Эти бюрократические отношения должны были поставить под угрозу Зиверта-шпиона, однако он, похоже, навлек на себя мстительную проверку тайной полиции, не помешавшей его деятельности в качестве цензора или иностранного секретного агента. До начала войны почти все его киевские подчиненные являлись немецкими подданными, и даже позже ему удалось сохранить в штате большинство из них. Со своим тевтонским усердием эти цензоры упаковали папки с конфиденциальной информацией. На суде выяснилось, что ими были сняты фотокопии даже с писем вдовствующей императрицы известным адмиралам и военачальникам. Французский домашний учитель царских детей жаловался, что все его письма вскрываются и прочитываются; и членам камарильи Распутина не удалось уберечь свою переписку от внимания Зиверта и ему подобных, чья власть казалась наследственным правом, дарованным клеркам министерским назначением.
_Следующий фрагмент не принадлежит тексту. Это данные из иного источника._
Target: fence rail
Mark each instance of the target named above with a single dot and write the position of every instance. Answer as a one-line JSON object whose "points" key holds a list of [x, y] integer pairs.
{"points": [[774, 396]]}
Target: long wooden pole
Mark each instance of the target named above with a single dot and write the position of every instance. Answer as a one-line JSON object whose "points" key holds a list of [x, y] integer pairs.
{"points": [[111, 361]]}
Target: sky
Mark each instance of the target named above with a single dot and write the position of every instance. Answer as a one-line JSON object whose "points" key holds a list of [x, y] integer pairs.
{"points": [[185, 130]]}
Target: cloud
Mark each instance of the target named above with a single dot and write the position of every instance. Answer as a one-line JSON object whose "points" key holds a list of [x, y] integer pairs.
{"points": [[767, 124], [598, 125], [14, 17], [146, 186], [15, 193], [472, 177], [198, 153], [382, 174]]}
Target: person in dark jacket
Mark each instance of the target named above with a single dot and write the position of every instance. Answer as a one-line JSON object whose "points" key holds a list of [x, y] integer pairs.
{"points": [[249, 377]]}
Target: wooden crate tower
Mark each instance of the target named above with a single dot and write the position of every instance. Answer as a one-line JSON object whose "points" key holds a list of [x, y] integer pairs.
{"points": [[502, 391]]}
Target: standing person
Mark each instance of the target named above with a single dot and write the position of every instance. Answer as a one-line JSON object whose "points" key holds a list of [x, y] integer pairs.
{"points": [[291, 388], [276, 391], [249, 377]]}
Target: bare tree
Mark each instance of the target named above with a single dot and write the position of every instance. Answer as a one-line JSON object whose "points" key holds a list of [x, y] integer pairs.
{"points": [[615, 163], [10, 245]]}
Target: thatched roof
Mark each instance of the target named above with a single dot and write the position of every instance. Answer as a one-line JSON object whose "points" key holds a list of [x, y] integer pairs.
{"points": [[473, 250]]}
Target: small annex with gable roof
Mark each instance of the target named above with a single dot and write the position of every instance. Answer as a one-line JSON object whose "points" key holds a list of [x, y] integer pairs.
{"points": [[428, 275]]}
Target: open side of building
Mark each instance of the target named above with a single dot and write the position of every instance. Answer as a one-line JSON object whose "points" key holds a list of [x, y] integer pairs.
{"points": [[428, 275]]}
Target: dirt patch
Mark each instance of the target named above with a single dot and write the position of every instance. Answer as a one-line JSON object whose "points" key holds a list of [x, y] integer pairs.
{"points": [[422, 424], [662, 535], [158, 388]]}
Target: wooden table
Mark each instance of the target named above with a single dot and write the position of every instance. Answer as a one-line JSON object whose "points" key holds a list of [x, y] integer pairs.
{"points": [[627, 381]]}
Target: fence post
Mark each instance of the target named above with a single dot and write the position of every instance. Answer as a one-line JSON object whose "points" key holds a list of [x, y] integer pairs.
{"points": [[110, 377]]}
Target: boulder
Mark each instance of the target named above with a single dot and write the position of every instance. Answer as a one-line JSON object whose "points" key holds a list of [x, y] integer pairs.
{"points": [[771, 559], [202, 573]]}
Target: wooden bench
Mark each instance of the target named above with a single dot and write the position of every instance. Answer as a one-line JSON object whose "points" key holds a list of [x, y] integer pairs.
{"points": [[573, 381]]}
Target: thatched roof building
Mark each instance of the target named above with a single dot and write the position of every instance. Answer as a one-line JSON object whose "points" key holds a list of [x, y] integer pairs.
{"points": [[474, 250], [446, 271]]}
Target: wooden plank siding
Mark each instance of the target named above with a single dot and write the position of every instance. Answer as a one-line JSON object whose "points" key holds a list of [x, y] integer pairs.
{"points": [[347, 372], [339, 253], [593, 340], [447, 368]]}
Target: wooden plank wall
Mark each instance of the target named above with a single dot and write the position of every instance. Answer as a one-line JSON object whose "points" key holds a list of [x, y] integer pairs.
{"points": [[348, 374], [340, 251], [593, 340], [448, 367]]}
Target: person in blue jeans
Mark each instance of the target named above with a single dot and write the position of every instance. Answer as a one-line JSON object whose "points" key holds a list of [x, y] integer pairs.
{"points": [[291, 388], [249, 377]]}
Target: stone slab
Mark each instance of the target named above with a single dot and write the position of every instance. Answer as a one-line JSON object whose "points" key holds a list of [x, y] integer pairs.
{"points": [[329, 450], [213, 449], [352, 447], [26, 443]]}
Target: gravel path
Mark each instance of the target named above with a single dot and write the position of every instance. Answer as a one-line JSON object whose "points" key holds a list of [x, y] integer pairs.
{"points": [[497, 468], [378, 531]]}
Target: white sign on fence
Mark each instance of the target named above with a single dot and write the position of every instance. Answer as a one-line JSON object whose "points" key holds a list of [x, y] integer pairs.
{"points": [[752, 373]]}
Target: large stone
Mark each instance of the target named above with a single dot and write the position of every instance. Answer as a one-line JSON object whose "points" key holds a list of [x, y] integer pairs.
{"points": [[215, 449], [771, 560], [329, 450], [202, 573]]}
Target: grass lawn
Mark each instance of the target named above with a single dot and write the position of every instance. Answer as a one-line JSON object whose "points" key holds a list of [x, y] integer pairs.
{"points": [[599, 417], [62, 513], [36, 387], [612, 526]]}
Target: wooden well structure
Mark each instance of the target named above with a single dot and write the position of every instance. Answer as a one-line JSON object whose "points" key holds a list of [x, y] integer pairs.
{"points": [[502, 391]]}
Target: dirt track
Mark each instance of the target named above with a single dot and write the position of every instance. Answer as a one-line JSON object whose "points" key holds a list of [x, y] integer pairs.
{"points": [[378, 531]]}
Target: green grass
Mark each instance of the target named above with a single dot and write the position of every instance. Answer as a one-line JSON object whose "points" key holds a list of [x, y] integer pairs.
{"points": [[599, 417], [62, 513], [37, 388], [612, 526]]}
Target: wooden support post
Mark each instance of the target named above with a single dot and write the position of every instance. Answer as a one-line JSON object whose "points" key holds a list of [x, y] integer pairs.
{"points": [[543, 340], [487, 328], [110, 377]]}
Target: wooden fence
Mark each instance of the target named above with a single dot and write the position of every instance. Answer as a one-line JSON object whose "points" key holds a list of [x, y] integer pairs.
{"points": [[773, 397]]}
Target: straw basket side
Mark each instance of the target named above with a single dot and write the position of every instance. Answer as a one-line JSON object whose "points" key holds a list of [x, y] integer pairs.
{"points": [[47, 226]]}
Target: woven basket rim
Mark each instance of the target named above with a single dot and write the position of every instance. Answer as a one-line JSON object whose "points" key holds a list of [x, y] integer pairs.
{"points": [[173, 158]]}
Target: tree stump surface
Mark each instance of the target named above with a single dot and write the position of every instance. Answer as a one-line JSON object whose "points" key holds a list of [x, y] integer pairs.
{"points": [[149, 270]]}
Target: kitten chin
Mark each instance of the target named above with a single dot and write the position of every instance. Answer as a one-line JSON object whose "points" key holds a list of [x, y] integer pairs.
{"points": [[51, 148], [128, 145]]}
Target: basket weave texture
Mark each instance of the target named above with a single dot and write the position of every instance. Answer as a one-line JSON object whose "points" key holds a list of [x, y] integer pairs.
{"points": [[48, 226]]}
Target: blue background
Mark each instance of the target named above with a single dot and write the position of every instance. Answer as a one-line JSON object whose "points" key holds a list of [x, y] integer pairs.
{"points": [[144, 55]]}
В мирное время суд над Карлом Зивертом мог быть либо покрытым глубокой тайной, либо громкой сенсацией, но военное смятение быстро стерло его следы. Зиверт и его сообщники оказались осуждены. Было доказано, что военные тайны России, связанные с Киевским округом, Зиверт сообщал в Вену еще до начала войны. Сын его Эрих, служивший офицером в русской армии, был взят в плен в Австрии, но, согласно донесениям контрразведки, с ним там обращались вполне достойно.
На суде Зиверт с гордостью признал, что все приспособления, которыми он пользовался при вскрытии писем и для шпионской работы, равно как и фотографические аппараты, которые использовали русские цензоры, были немецкими. Он также объяснил, что многие письма приходилось переписывать вручную и, если слово или подпись оказывались неразборчивыми, их фотографировали и вставляли в папку с копией письма в нужное место.